Oregon is one of 17 states that uses its own money to provide abortions to women eligible for Medicaid. Under Measure 106, the state constitution would allow funding for abortion only if a woman is in danger of death because of her physical condition or in cases where funding is required under federal law, which now includes rape and incest.
Measure 106 also would allow funding for abortion to end ectopic pregnancies, which occur outside the uterus and often lead to dangerous complications.
Oregonians decided decades ago not to follow the lead of the federal government. Voters rejected funding bans in 1978 and 1986. Oregon Right to Life, the state’s leading anti-abortion advocacy group, has steered away from similar ballot measures for fear of losing.

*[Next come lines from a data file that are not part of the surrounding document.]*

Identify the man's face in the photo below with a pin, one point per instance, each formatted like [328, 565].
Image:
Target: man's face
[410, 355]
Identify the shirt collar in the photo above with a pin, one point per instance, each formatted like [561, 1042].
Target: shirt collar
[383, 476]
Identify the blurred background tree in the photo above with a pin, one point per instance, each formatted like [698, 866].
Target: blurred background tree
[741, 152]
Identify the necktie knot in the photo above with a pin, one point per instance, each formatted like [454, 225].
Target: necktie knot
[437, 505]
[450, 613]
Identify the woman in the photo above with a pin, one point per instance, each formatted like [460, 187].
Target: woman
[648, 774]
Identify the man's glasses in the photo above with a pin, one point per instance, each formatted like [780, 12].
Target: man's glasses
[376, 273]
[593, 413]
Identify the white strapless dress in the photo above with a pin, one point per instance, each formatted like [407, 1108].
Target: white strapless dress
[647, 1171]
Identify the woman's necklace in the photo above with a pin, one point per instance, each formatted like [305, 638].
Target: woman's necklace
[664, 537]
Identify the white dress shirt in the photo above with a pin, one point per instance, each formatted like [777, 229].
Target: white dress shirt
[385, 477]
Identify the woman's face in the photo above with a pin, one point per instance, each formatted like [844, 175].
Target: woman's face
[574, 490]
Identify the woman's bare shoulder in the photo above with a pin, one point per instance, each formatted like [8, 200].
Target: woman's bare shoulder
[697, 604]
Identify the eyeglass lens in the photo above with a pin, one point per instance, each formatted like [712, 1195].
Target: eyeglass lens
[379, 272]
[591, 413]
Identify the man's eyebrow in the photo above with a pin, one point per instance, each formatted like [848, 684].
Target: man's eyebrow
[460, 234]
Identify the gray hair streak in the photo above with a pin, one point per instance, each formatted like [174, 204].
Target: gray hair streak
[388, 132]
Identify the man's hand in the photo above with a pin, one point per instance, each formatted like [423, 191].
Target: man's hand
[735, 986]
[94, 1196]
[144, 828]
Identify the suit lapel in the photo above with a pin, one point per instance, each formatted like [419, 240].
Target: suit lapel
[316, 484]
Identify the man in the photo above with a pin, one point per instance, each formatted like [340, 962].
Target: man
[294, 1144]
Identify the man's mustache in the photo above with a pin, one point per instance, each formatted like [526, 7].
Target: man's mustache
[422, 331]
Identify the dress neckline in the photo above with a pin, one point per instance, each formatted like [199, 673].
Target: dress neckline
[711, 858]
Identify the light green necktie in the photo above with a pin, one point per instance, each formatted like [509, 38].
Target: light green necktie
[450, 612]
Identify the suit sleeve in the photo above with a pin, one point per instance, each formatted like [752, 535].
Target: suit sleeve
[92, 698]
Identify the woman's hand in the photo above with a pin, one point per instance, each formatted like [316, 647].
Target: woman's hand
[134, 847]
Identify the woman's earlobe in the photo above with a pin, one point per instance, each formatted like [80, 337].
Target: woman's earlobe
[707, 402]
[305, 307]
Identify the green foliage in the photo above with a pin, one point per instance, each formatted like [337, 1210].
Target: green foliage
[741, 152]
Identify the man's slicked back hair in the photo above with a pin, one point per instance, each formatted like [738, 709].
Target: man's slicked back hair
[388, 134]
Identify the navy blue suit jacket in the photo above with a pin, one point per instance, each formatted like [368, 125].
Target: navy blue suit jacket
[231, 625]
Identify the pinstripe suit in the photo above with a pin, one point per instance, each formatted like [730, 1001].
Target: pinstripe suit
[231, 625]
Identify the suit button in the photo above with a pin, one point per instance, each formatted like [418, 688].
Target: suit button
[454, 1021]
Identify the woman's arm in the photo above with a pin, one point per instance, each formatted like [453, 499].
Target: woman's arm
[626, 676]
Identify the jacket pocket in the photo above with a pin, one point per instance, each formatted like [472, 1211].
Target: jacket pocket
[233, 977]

Oregon Right to Life also isn’t backing Jimerson financially.
But he has persisted since launching his first petition drive in 2012. This time, he started more than two years in advance of the deadline for gathering signatures and won a spot on the ballot.
At a Corvallis church event in May, he described his crusade in emotionally charged terms: “Every day here in Oregon, 10 pre-born babies die because of taxpayer-funded abortion,” he said. “And keep in mind these are almost always healthy babies and healthy moms, often pushed into their abortions by boyfriends, family members or others."
Dempsey, executive director of NARAL Pro-Choice Oregon, said Jimerson’s rhetoric is “really disrespectful to women and their ability to make decisions on when and if to become a parent.”
For example, she says, many women who are initially excited to become pregnant find themselves running into serious medical complications for themselves or their child.
“What I bristle at certainly is the notion … that women aren’t the ones who should be making these medical decisions with their medical professionals,” Dempsey said.
In the last year, about 3,600 Oregon women had abortions covered by the Oregon Health Plan, the state’s version of Medicaid. That cost taxpayers about $2 million.
The official cost analysis for Measure 106 says that costs would actually rise by nearly $10 million a year if the initiative passed. That’s because costs for “health care, food and nutrition services provided by state government programs” would rise if more pregnancies are carried to term.
In addition, the initiative also would prevent state employees from receiving abortion coverage through their health insurance. Measure 106 also appears to apply to tens of thousands of public school and local government workers.
Bentz, the Yes on 106 spokeswoman, said it’s fair to prohibit this coverage since the funding comes from taxpayers.
“They’ll still receive health care,” she said. “They just won’t have abortions covered.”
The state’s major public employee unions have joined the fight against the initiative, which they say is an attack on their workers and their benefits.
Since turning in signatures on July 6 to qualify for the ballot, sponsors of Measure 106 have raised less than $30,000, according to disclosure reports filed with the secretary of state.
In contrast, the opposition campaign, dubbed “No Cuts to Care,” has raised $640,000. That includes contributions from several Planned Parenthood affiliates as well as from the Oregon chapter of the American Civil Liberties Union and some of the state’s major unions.
At a time when abortion rights are under siege nationally, opponents make it clear they want to bury Jimerson’s insurgency in Oregon.
“If we’re complacent in thinking we’re the bluest state in the country on abortion rights, we’re going to find ourselves knocked off that very complacent pedestal,” Lisa Gardner, executive director of Planned Parenthood of Southwestern Oregon, said at a Portland event this summer. “And we don’t want to go there.”